Главное — не промазать, но Бонза много тренировался последнее время. Они с Кирдыком шли к пещере, брали оружие и стреляли. В камни и в деревья. Кирдык стреляет хорошо, но Бобра убивать он не станет. Кирдык вообще навряд ли кого станет убивать, его задача в ином — помочь выследить, Бонза так и сказал ему перед началом карнавала: постоянно сообщай мне, кто где… Тот и бегает белкой, то вынырнет из леса, то опять — в лес. И маска у него смешная, решил в этот раз стать хохряком, недоумок…
На самом Бонзе маска волка. Волков действительно много вокруг, но страшны они лишь зимой, когда дичи становится мало, и серые часто подходят к жилищу.
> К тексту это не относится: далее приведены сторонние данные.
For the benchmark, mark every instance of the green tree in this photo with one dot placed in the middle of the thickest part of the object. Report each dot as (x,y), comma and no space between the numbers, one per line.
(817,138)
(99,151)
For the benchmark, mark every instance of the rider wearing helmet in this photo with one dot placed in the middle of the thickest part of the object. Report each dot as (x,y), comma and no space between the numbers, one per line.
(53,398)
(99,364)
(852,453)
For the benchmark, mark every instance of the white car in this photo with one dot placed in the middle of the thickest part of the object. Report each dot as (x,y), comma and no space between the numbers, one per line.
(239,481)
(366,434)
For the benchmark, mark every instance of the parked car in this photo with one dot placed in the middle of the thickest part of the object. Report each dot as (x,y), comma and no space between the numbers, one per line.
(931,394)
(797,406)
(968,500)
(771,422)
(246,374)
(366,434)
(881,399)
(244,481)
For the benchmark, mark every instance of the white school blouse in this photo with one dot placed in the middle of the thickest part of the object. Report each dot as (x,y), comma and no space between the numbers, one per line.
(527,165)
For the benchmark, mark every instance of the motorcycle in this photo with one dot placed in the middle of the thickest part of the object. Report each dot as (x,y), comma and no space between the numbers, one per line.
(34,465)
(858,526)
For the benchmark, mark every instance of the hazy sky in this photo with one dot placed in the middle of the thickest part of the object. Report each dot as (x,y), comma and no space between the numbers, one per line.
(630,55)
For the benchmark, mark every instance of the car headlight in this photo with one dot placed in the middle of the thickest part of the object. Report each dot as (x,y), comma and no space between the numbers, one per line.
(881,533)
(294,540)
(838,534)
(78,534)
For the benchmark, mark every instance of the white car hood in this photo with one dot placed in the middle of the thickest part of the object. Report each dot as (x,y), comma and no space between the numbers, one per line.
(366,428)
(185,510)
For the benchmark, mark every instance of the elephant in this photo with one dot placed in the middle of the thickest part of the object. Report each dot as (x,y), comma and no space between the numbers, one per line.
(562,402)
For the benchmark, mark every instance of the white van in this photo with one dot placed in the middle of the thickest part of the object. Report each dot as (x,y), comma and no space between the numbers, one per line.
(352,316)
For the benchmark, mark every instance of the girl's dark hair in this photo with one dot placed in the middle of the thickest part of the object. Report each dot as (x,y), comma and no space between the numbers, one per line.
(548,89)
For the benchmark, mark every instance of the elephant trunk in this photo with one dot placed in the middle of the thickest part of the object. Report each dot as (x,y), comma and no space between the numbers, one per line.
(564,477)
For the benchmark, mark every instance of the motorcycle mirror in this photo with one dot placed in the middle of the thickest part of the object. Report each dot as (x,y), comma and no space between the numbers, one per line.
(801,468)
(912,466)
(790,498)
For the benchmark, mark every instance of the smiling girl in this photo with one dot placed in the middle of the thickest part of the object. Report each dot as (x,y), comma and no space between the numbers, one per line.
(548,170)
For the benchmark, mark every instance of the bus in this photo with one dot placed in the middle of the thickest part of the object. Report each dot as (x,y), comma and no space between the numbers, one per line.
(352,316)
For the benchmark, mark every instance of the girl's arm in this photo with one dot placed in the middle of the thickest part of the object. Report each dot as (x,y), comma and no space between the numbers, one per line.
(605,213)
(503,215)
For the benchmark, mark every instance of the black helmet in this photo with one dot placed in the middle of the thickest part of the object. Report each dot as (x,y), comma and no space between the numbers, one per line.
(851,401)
Бонза не помнит, чтобы волки хоть раз на кого-нибудь напали, только все равно бывает не по себе, когда в сумерках раздается вой. Снег, ветер, на стылом небе стылая луна и такие же замороженные звезды. И вой со всех сторон — спереди, сзади, справа, слева… Котоголовы начинают нехорошо щуриться и сбиваются в кучу у костра. Лежат и склабятся. Бонза ненавидит котоголовов, хотя иногда признается себе, что просто боится их.
Вот кого надо бы уничтожить — всех, одного за другим. Неужели они действительно умеют читать мысли? Если так, то ему надо поторапливаться. Отстрелять одного за другим тех, кто может встать на его пути. А потом убить Старшую Мать. И взяться за котоголовов.
Лучше бы, конечно, начать с них, но тогда он успеет убить лишь одного или двух. Остальные доложат Старшей, и та примет меры. И потом — этот пацаненок, Тимус… Недаром Старшая так с ним носится. Говорят, ему снятся вещие сны, и котоголовы умеют их правильно читать, а потом рассказывают об этом Старшей… Нет, придется начать с Бобра.
Смешно, если Бобр в маске кабана, а Хрюша — бобра. У Бонзы есть Кирдык, у Бобра — Хрюша.
Смешное имя и как нельзя лучше подходит хозяину. Толстый увалень с дурацкой улыбкой на лице. Но за Бобра жизнь отдаст. Тот спас его несколько лет назад, вытащил из реки, когда Хрюша свалился в воду. Течение понесло, толстяк плохо плавает, но Бобр оказался рядом. Вытащил, откачал, так что увалень теперь за него в огонь и в воду, а значит, ему придется стать вторым.
Но это будет несложно, они всегда ходят парой, даже на карнавале всегда вместе, наверное, и с девками сейчас лежат на одной поляне.
Бонзе не до девок. Те подождут. Слишком много надо сделать за эту ночь и за следующий день. Ведь Бобр и Хрюша — это только начало. Список длинный, в нем еще Мартын и Суккур, Ирши, Змей, Джамба и Кукан.
Восемь человек, почти все взрослые мужчины племени.
Оставшиеся — не в счет, как молодые, так и старые. Хотя стариков в племени просто нет — те, кто пришел когда-то в холмы, уже умерли.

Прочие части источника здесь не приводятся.